PARIS – (France-U.E) – 23/10/2009 – 3B Conseils – Ce chapitre 3 aurait fort bien pu être le chapitre 1 tant il est vrai que ce projet est historiquement en France le premier qui ait été planifié, le premier qui devrait rentrer en service et tant chacune des phases de son développement a valeur d’exemplarité administrative, juridique et technique pour les projets à venir. Techniquement ce parc dit de « La côte d’Albâtre » porté par Enertrag est une centrale en mer ou un parc éolien en mer comme on voudra, situé à entre 7 km (pour la premier rangée) et 12 km des côtes normandes, d’une capacité installée de 105 MW produits par 21 turbines Multibrid de 5 MW fixées (soit dit en passant ces turbines viennent d’atteindre une production optimale sur le site allemand d’Alpha Ventus et ce après avoir affronté quelques sévères tempêtes). Concernant le projet Côte d’Albâtre donc, nous voici presque en 2010 et les soeurs Anne qui sommeillent en nous, à nos moments perdus, ne voient rien venir, du moins pas grand-chose.
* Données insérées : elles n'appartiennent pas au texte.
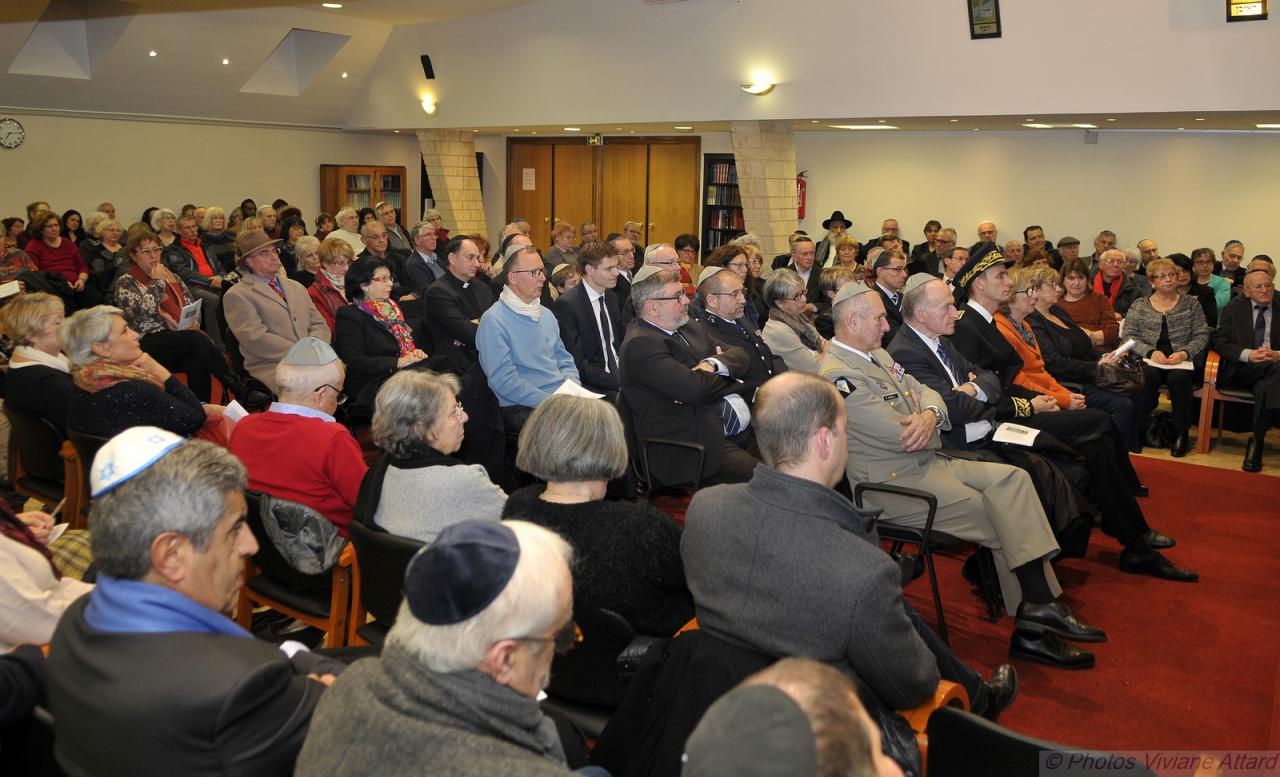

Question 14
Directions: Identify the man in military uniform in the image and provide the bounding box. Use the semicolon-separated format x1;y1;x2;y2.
819;283;1106;668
Que se passe-t-il donc avec ce projet dont les premières éoliennes installées étaient prévues pour fin 2008 ? Puis pour fin 2009 ? Qui est le coupable ? Une administration peut-être, comme on l’a murmuré ici et là ? Des associations ? Qui est responsable du dépit récemment exprimé par le directeur d’Enertrag qui aurait parlé de « mal français » ? Pour savoir à quoi s’en tenir, j’ai demandé directement à Philippe Gouverneur, directeur d’Enertrag et Président de la Commission Energies Renouvelables Marines au sein du Syndicat des Energies Renouvelables de répondre dans ce blog. Mais avant de vous livrer ces propos, j’aimerais vous rappeler la genèse de ce projet Enertrag appelé aussi projet de Veulettes-sur-Mer, du nom de la commune qui s’est la première engagée de façon enthousiaste dans l’aventure.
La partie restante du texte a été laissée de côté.